É uma compilação de crônicas que a autora escreveu para o Jornal Valor Econômico, mas tão somente, já que o livro traz muitos textos inéditos também.

Assim, a própria autora (que ao que me parece foi ela mesma a organizadora do livro, a edição não nos dá essa informação) divide-o em três partes uníssonas:

Na primeira (Tudo nos leva a crer que sim), ela se dedica a discutir questões mais essencialmente políticas, como relações entre a eleição do presidente americano Donald Trump e os textos literários, assim como também a violência contra a mulher. Ainda nesta primeira parte a escritora e ensaísta relaciona a obra de Hannah Arendt à origens do totalitarismo com a eleição de Trump, mas também comenta outros conflitos, usando textos de Amós Oz para ilustrar o artigo “Onde temos razão não podem crescer flores”. Sobre o estupro, a Tatiana traz um dos livros cuja temática se faz mais preponderante: Desonra, do J.M. Coetezee. Mas ela também discute textos acadêmicos, como o famoso Antropofagia – Palimpsesto Selvagem, de Beatriz Azevedo, livro muito bom para quem transita nas ciências sociais. No fim desta primeira parte, a escritora ainda trata em seus ensaios de temas mais midiáticos, como o assédio à masterchef mirim do programa MasterChef Júnior.


O livro segue na segunda parte (Sem memória, não há presente),conferindo um certo engajamento em mostrar como a memória é importante para construir um presente menos suscetível ao esquecimento de tragédias e outros acontecimentos e conflitos traumáticos.

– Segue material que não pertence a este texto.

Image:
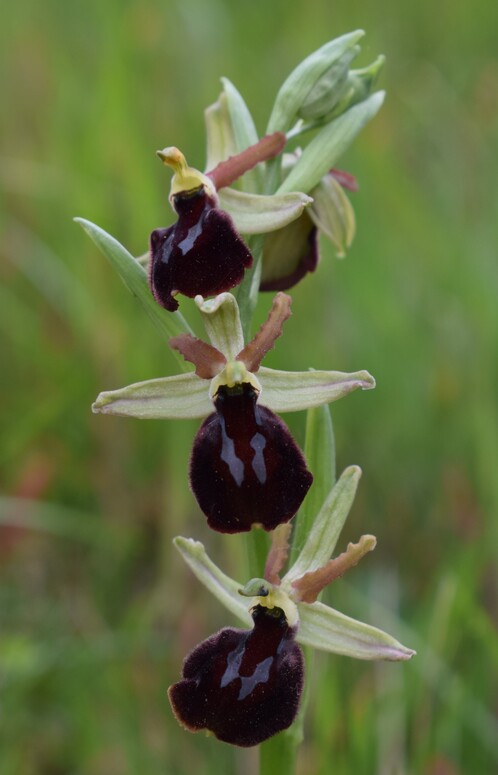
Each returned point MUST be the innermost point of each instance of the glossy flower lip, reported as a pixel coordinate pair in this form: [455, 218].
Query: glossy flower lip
[320, 626]
[244, 686]
[202, 253]
[245, 468]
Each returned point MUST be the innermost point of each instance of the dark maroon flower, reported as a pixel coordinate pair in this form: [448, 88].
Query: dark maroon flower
[202, 253]
[244, 686]
[245, 467]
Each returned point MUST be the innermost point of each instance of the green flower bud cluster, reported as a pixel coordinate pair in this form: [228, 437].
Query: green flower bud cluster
[246, 471]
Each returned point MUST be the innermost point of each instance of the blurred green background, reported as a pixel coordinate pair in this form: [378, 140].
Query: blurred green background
[96, 612]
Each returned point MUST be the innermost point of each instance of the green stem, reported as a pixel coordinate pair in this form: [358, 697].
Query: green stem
[279, 754]
[247, 295]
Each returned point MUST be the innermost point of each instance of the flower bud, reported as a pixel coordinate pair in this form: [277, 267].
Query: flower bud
[329, 89]
[245, 467]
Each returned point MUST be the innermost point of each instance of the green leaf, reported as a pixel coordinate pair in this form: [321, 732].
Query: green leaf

Para isso, ela inicia esta parte comentando e relacionando o contexto da ditadura com um romance que eu, particularmente, adoro. É K., de Bernardo Kucinski, que semelhante ao universo kafkiano, mostra a busca frustrada de um pai pela filha. Tatiana também discorre nos ensaios sobre Lima Barreto e um dos personagens mais marcantes da nossa literatura: o herói frustrado Quaresma. Sobre a importância do passado, ela discute a obra A memória de todos nós, de Eric Nepomuceno para embasar o artigo O passado é agora. E ela conclui esta segunda parte com o emocionante relato Coisas que ela sabe.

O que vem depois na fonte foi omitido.